When I first started this book, I was FREAKING OUT. I loved it. I loved this weird cult-ish clique of over the top girls that talk like valley-girls, but dress like monster high barbie dolls. I loved the main characters hatred for them that turned into a sort of curious obsession. It was weird, sure but so original. This honeymoon phase lasted a couple chapters and then the mystery behind the clique is revealed and I just lost interest. It was so out of touch with reality in its over-the-top nature, that I just felt bored and disconnected from it. Mostly I was disappointed because the dark quirkiness this book promised only held up so far.
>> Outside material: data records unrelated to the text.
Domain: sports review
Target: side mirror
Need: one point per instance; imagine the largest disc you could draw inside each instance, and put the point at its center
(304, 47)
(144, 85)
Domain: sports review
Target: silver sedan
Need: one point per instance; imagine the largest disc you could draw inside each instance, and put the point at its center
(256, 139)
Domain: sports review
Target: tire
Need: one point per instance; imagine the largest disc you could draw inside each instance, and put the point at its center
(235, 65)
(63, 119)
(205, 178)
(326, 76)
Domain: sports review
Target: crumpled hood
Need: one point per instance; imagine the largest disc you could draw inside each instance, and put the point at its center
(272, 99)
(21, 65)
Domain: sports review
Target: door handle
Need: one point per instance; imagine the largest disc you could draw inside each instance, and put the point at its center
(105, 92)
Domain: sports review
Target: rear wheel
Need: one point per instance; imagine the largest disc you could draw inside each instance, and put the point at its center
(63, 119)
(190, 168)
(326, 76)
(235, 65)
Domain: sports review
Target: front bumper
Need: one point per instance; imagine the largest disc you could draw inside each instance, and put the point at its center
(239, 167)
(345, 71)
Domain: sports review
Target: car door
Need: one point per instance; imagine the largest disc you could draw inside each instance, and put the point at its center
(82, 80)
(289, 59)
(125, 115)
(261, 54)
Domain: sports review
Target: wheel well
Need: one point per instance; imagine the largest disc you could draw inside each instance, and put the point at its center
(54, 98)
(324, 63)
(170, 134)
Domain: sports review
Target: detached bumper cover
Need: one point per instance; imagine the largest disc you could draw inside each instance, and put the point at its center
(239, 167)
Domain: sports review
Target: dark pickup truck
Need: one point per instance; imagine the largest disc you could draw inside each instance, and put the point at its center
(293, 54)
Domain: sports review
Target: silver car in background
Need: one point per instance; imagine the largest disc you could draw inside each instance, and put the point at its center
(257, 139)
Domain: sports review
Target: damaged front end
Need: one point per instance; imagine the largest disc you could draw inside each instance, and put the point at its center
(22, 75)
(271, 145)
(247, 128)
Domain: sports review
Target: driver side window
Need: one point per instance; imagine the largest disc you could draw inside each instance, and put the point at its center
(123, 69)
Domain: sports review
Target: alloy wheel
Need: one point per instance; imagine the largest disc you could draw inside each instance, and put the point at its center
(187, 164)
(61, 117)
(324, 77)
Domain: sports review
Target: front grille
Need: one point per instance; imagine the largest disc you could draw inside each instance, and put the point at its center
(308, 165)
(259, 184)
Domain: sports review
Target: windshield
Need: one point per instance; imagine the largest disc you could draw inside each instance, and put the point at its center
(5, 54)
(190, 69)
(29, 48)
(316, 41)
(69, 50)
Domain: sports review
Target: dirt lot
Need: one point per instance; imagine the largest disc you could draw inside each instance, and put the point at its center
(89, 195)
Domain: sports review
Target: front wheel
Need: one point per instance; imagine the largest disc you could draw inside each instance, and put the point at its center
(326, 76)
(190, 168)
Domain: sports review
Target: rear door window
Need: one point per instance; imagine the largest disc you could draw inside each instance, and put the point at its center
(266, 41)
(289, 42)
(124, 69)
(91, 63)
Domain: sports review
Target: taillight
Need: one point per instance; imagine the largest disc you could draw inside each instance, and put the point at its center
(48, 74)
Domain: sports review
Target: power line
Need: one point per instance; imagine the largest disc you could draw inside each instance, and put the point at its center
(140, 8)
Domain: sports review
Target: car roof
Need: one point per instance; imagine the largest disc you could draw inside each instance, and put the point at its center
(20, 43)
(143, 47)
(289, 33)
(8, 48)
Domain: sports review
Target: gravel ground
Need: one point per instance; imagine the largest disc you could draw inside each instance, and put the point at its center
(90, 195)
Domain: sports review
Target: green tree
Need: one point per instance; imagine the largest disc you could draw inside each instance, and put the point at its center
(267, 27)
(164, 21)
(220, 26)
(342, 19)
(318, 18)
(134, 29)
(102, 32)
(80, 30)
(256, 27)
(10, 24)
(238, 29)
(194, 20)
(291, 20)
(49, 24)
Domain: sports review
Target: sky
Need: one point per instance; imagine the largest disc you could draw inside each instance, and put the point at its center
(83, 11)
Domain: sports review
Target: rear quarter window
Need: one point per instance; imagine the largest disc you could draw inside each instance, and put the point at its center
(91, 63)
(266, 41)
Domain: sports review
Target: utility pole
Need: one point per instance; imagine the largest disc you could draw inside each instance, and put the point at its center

I think I have talked about this in other book reviews, but there is a plot twist in this novel that is one of my greatest plot-twist pet peeves. Anytime this twist reveals itself I automatically start deducting the star rating in my mind. this went from 3.5 stars to 2.5 stars to 2 stars REAL QUICK there towards the end. I called it early on, because I hate this plot twist so much, that I have learned how to translate the foreshadowing to save myself time reading books that are bending in this directions. Maybe one day I will make an entire blog post detailing the reasons I hate this type of plot-twist soooo much, but for now I'll leave you guessing because on the off chance this review makes you curious enough to pick Bunny up, I don't want to spoil anything.
Anyway, I don't even know how to close this review up. Go watch the Heathers and leave this book in the obscure genre-bending pool of weirdness it belongs in. Or pick it up. I'm not your mom, do what you want.
2 Stars
content warning: lots of: blood guts, gore and general gross-out moments, possible mental health representations, self harm, animal abuse, implied drug use, alcohol abuse.